In 11 games, he’s batted well, averaging a .333/.412/.433 slash line. But Bochy still feels uncomfortable slotting him in as the everyday starter due to his year-to-date .197 average. If Nady has dug himself out of his early season slump, then the Giants have found there everyday starter. If not, Cabrera’s presence will be greatly missed.
The advantage of bringing in Cabrera is obvious. Before he was suspended on Aug. 15, he was in-line for the NL batting title, hitting .346 and lead ing the league in hits and runs scored. If he does return, he could replace the platoon of left-fielders, who then could be used for situational hitting (Nady) and defense (Blanco).
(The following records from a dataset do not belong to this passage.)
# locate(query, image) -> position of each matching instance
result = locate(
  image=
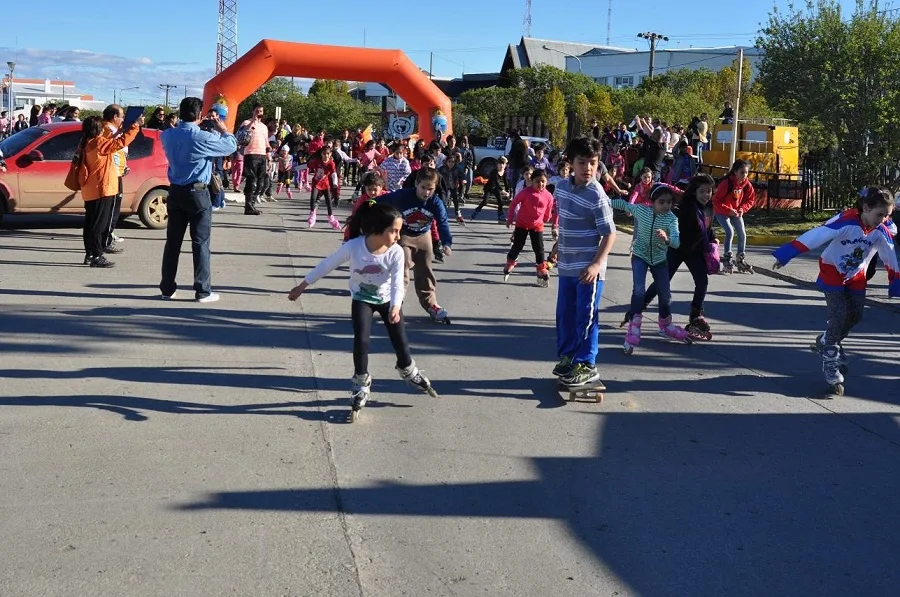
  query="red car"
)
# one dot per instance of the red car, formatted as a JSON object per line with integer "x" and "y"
{"x": 37, "y": 161}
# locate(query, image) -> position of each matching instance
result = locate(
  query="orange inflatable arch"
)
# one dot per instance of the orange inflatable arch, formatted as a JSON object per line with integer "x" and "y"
{"x": 270, "y": 58}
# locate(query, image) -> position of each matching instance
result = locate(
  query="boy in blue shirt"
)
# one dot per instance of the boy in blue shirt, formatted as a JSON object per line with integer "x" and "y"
{"x": 420, "y": 206}
{"x": 586, "y": 236}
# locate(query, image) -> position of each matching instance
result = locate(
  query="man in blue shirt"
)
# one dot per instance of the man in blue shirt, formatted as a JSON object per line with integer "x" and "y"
{"x": 190, "y": 152}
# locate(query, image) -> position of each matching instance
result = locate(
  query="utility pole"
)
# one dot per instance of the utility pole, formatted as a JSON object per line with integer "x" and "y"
{"x": 166, "y": 86}
{"x": 653, "y": 38}
{"x": 737, "y": 105}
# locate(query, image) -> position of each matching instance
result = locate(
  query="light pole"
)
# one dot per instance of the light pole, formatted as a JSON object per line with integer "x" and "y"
{"x": 120, "y": 93}
{"x": 12, "y": 105}
{"x": 565, "y": 54}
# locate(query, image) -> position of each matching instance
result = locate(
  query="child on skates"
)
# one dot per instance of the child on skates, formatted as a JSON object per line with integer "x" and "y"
{"x": 586, "y": 236}
{"x": 420, "y": 206}
{"x": 655, "y": 232}
{"x": 854, "y": 238}
{"x": 376, "y": 264}
{"x": 323, "y": 169}
{"x": 498, "y": 187}
{"x": 535, "y": 206}
{"x": 733, "y": 198}
{"x": 698, "y": 248}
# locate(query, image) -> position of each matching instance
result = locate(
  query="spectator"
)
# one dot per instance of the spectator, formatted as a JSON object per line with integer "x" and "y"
{"x": 99, "y": 182}
{"x": 190, "y": 152}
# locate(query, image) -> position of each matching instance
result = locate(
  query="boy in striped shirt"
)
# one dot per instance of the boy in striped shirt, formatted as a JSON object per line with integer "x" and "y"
{"x": 586, "y": 236}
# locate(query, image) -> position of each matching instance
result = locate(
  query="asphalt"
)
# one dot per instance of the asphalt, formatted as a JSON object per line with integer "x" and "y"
{"x": 171, "y": 448}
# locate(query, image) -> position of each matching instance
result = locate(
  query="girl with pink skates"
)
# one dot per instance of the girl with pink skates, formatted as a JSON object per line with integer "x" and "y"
{"x": 655, "y": 231}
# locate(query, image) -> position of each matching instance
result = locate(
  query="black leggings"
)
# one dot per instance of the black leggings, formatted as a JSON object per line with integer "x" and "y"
{"x": 696, "y": 263}
{"x": 316, "y": 195}
{"x": 361, "y": 313}
{"x": 497, "y": 196}
{"x": 537, "y": 243}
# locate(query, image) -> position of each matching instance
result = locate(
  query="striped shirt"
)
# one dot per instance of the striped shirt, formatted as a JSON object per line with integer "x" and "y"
{"x": 585, "y": 217}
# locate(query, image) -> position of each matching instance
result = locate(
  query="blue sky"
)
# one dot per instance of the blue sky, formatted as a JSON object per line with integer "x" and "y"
{"x": 146, "y": 43}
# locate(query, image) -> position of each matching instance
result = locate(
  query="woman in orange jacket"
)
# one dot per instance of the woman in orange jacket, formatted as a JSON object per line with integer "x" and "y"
{"x": 99, "y": 180}
{"x": 733, "y": 198}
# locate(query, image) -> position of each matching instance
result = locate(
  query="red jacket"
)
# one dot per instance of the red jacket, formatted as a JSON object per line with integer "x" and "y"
{"x": 535, "y": 208}
{"x": 731, "y": 195}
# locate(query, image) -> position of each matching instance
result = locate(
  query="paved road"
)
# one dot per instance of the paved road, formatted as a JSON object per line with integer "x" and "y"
{"x": 151, "y": 448}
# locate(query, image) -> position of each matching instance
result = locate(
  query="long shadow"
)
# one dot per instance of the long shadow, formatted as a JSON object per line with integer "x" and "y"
{"x": 684, "y": 504}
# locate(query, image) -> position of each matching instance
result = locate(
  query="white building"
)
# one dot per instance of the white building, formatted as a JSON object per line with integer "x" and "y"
{"x": 620, "y": 69}
{"x": 30, "y": 92}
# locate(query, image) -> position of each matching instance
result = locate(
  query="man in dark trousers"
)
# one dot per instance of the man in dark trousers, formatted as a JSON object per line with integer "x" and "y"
{"x": 190, "y": 152}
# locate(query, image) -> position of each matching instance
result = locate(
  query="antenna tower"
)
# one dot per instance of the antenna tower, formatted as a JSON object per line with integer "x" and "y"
{"x": 608, "y": 21}
{"x": 226, "y": 48}
{"x": 526, "y": 20}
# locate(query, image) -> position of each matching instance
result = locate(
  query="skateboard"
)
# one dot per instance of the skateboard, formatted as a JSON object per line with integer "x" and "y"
{"x": 589, "y": 392}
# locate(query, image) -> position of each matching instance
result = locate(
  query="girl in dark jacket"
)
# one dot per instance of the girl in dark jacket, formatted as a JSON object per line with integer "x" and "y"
{"x": 695, "y": 217}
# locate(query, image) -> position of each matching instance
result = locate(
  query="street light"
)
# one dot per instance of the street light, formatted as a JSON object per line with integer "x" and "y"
{"x": 12, "y": 106}
{"x": 546, "y": 47}
{"x": 120, "y": 93}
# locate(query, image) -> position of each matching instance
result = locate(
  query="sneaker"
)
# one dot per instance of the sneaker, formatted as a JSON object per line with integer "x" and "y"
{"x": 582, "y": 375}
{"x": 563, "y": 367}
{"x": 101, "y": 262}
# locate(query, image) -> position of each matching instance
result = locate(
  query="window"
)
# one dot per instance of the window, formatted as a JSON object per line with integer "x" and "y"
{"x": 60, "y": 148}
{"x": 141, "y": 147}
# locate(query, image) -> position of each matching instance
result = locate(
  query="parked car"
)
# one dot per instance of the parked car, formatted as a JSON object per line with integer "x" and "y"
{"x": 37, "y": 161}
{"x": 486, "y": 156}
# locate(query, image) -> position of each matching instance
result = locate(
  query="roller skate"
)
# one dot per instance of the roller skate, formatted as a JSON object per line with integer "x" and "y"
{"x": 697, "y": 327}
{"x": 439, "y": 315}
{"x": 667, "y": 329}
{"x": 728, "y": 263}
{"x": 359, "y": 394}
{"x": 417, "y": 379}
{"x": 831, "y": 367}
{"x": 543, "y": 274}
{"x": 818, "y": 346}
{"x": 633, "y": 335}
{"x": 510, "y": 265}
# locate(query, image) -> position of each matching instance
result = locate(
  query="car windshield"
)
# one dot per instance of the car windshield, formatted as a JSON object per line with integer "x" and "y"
{"x": 16, "y": 143}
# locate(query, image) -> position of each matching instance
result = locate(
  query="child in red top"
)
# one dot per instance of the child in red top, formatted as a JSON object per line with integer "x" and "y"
{"x": 535, "y": 205}
{"x": 322, "y": 168}
{"x": 373, "y": 186}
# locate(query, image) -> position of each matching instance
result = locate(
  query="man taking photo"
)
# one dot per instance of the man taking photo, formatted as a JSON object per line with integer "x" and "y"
{"x": 190, "y": 152}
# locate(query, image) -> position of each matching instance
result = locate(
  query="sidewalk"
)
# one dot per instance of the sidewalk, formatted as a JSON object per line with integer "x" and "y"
{"x": 171, "y": 448}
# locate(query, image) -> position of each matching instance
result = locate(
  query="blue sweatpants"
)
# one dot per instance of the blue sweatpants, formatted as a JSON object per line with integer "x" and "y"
{"x": 577, "y": 328}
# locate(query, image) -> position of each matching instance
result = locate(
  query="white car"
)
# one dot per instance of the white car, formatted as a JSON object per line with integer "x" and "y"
{"x": 486, "y": 157}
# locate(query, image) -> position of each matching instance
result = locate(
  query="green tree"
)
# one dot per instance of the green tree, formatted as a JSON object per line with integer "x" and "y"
{"x": 329, "y": 86}
{"x": 841, "y": 73}
{"x": 553, "y": 114}
{"x": 490, "y": 107}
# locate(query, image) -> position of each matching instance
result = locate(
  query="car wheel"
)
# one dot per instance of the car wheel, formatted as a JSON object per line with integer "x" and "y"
{"x": 153, "y": 211}
{"x": 486, "y": 167}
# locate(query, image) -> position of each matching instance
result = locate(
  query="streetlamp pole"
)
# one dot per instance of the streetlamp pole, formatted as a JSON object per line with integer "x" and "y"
{"x": 565, "y": 54}
{"x": 12, "y": 106}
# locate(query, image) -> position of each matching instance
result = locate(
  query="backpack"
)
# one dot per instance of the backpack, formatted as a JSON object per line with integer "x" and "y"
{"x": 243, "y": 136}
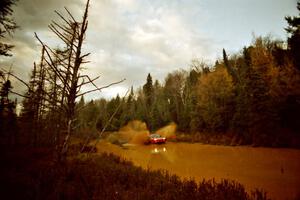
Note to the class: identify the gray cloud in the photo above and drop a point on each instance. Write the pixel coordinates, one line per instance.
(131, 38)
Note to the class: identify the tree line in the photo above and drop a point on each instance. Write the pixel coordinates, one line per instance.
(253, 95)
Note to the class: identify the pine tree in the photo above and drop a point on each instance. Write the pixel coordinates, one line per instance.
(294, 40)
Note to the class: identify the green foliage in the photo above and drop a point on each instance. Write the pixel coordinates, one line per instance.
(294, 40)
(7, 25)
(104, 176)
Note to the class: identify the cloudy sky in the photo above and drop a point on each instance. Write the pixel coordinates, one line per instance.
(131, 38)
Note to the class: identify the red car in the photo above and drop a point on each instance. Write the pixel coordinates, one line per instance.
(156, 139)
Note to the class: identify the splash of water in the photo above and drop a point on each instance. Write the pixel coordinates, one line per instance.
(136, 132)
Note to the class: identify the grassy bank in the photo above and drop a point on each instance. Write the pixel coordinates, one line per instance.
(33, 174)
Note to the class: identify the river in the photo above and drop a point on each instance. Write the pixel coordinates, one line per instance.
(277, 171)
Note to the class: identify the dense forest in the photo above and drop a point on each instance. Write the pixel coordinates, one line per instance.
(253, 95)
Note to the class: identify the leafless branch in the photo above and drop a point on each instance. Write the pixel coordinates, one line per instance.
(99, 89)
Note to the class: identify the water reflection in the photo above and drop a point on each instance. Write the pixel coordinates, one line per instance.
(275, 170)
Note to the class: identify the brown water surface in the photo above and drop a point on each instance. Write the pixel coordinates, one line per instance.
(277, 171)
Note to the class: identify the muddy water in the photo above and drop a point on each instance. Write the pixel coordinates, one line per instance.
(277, 171)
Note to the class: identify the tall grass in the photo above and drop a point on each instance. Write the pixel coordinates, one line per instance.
(34, 175)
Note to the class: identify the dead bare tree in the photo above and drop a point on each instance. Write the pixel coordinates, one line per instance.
(66, 65)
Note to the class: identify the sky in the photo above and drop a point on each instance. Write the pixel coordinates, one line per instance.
(131, 38)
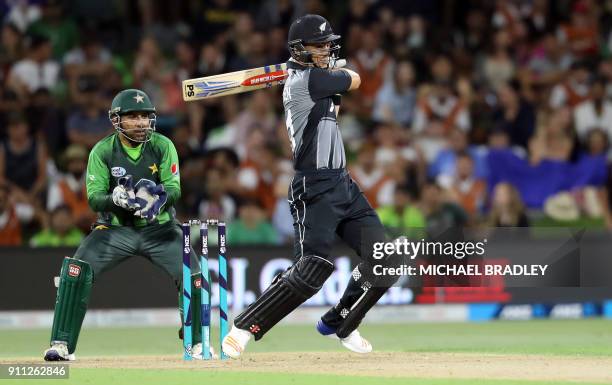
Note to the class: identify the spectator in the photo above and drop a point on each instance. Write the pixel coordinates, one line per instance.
(22, 14)
(439, 105)
(370, 176)
(597, 143)
(395, 101)
(217, 202)
(574, 89)
(69, 189)
(498, 67)
(595, 113)
(441, 215)
(507, 209)
(374, 67)
(251, 227)
(12, 216)
(549, 62)
(259, 115)
(89, 123)
(89, 60)
(556, 135)
(282, 220)
(11, 48)
(403, 215)
(37, 70)
(61, 231)
(256, 177)
(445, 164)
(464, 188)
(580, 34)
(23, 159)
(515, 115)
(60, 29)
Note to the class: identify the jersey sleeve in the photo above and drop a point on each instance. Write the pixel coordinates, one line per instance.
(323, 83)
(97, 182)
(169, 171)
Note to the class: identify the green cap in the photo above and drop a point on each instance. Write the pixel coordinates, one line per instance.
(131, 100)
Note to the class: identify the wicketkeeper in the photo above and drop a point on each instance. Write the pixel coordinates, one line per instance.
(132, 183)
(325, 201)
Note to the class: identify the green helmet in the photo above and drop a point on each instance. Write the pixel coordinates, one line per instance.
(132, 100)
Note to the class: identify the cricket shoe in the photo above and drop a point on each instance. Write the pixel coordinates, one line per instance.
(196, 352)
(353, 342)
(235, 342)
(59, 352)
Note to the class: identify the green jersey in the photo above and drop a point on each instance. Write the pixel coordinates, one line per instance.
(109, 160)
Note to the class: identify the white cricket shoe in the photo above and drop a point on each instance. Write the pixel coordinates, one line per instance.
(196, 352)
(353, 342)
(58, 352)
(356, 343)
(235, 342)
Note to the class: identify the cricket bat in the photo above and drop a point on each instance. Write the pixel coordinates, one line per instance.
(234, 82)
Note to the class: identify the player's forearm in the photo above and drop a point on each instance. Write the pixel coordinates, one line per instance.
(173, 195)
(101, 202)
(355, 79)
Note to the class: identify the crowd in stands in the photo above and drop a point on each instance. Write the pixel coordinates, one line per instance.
(470, 113)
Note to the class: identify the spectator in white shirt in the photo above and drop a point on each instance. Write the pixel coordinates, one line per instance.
(594, 113)
(37, 71)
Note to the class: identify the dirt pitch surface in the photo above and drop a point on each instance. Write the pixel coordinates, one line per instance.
(389, 364)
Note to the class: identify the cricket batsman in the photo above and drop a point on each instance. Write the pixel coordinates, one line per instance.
(132, 183)
(324, 199)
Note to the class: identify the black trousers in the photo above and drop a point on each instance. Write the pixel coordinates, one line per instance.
(326, 203)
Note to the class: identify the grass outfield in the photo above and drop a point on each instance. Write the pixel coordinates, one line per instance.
(464, 346)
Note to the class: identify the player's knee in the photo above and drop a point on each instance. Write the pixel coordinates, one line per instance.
(308, 274)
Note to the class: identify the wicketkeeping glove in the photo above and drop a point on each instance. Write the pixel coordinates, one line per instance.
(151, 198)
(123, 194)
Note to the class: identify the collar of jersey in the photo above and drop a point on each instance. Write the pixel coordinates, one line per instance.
(131, 150)
(294, 65)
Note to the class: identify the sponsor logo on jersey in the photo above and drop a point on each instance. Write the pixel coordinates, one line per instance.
(118, 171)
(74, 270)
(153, 168)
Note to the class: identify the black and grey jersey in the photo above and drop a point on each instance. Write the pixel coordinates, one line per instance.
(311, 116)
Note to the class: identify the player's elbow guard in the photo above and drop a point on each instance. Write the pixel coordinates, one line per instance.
(355, 81)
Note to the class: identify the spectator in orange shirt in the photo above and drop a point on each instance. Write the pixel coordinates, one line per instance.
(465, 189)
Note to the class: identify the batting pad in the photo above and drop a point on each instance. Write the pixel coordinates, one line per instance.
(76, 279)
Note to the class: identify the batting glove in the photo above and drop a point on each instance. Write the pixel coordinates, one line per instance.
(151, 198)
(123, 194)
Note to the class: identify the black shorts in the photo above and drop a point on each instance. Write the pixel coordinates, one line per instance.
(326, 203)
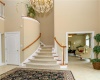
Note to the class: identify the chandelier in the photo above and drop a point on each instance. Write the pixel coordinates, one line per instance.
(42, 6)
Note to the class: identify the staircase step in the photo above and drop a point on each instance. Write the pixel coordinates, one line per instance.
(44, 53)
(43, 66)
(45, 50)
(43, 61)
(46, 47)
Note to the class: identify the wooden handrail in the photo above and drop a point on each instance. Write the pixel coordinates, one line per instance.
(63, 50)
(31, 43)
(2, 3)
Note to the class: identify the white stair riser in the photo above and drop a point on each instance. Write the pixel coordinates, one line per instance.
(43, 67)
(43, 57)
(47, 62)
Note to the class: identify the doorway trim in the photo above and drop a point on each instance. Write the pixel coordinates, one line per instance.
(80, 32)
(5, 46)
(0, 51)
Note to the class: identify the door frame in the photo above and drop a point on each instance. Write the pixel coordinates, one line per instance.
(80, 32)
(0, 50)
(6, 48)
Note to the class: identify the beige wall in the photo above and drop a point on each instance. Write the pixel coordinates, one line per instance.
(13, 21)
(1, 25)
(77, 40)
(47, 27)
(31, 32)
(74, 16)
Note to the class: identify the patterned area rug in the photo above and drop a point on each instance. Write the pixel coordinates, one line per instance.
(35, 74)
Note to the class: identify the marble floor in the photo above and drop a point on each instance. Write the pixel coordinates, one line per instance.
(81, 69)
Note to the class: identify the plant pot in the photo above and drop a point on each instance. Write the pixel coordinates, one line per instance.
(96, 65)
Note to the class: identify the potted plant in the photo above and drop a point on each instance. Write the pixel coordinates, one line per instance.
(31, 12)
(96, 50)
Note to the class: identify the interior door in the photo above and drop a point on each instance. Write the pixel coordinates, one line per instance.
(12, 48)
(0, 50)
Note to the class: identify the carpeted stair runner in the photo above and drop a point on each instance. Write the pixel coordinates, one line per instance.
(43, 60)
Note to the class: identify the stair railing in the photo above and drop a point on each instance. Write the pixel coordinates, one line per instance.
(2, 9)
(63, 47)
(32, 43)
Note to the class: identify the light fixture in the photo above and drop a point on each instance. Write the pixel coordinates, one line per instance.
(42, 6)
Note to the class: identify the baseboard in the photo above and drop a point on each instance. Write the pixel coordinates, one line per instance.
(30, 57)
Together, their contributions could be the difference maker if the Giants were to make it past the first round of the playoffs.
However, the notion of bringing in Cabrera does have some strings attached. For one, there is no guarantee that Cabrera will be able to hit with his extended layoff. The pitchers he would face in his rehab stint are, by no means, close to major league arms. Any indication that Cabrera is back to his old self would be met with this concern. And when he could hit, there was no saying how much PED use contributed to his production.
Moreover, media distraction could cause a stir in the clubhouse and could translate to on-field problems. Even though, Buster Posey and Angel Pagan have both indicated that they’d welcome him with open arms.
In the end, the Giants extended their lead over their NL-West rival Los Angeles Dodgers without Cabrera and notched their bid for the 2012 playoffs ten games before the season ended. If he doesn’t return to the team, the Giants will be fine. They’ve come this far without him, so there’s no sense in changing what works.